2. The Greenhouse Effect

• Definition: The greenhouse effect is the natural process by which GHGs trap heat in Earth’s atmosphere, keeping the planet warm enough to support life.

• How It Works:

  1. Sunlight reaches Earth’s surface and is absorbed.

  2. The surface radiates heat as infrared energy.

  3. GHGs absorb this heat and re-radiate it, warming the atmosphere.

• Enhanced Greenhouse Effect: Human activities (e.g., burning fossil fuels, deforestation) increase GHG levels, trapping more heat and causing global warming.

3. How Combustion of Fossil Fuels Increases Global Warming

• Fossil Fuels (coal, oil, natural gas) contain carbon stored for millions of years.

• Combustion releases this carbon as CO₂, increasing atmospheric levels.
  Example: Transportation, power plants, and industries contribute large amounts of CO₂.

• Impact: More CO₂ in the atmosphere intensifies the greenhouse effect, leading to higher global temperatures.

4. How Deforestation Increases Global Warming

• Role of Forests: Trees absorb CO₂ during photosynthesis, acting as carbon sinks.

• Deforestation (cutting or burning forests) has two effects:

  1. Fewer Trees: Less CO₂ is absorbed from the atmosphere.

  2. CO₂ Release: Burning or decomposing trees releases stored carbon.

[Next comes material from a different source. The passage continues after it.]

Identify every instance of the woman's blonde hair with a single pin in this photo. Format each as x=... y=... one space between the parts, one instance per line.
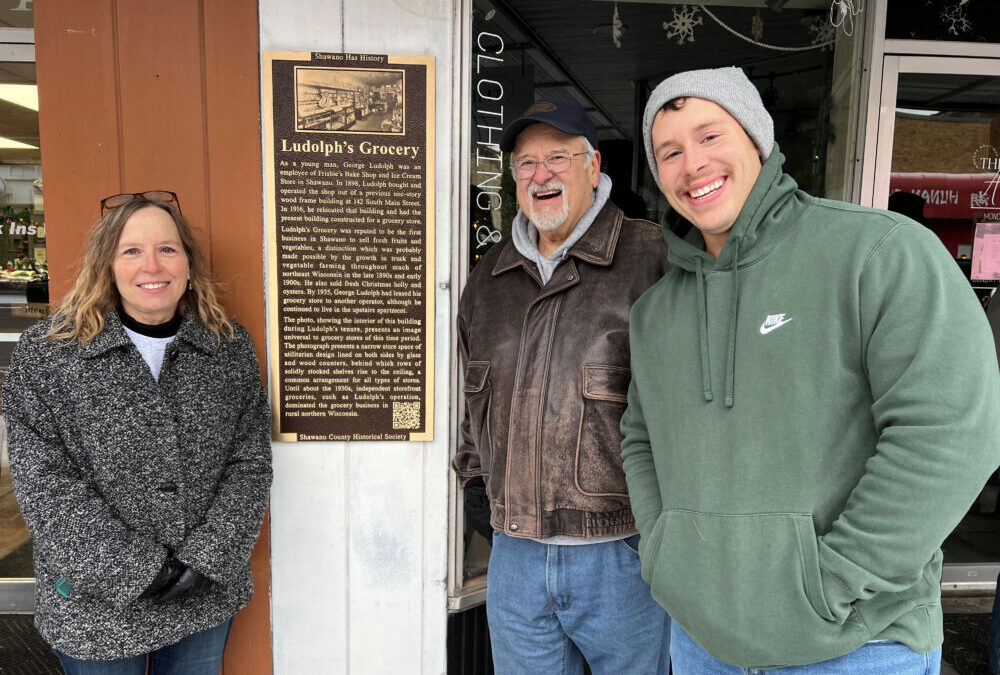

• Impact: Accelerates the buildup of CO₂, exacerbating global warming.

Key Takeaways

• Greenhouse gases, especially CO₂ and CH₄, are major contributors to global warming.

• Combustion of fossil fuels and deforestation disrupt natural carbon cycles, increasing heat trapped in the atmosphere.

• Solutions include reducing emissions, shifting to renewable energy, and reforestation efforts.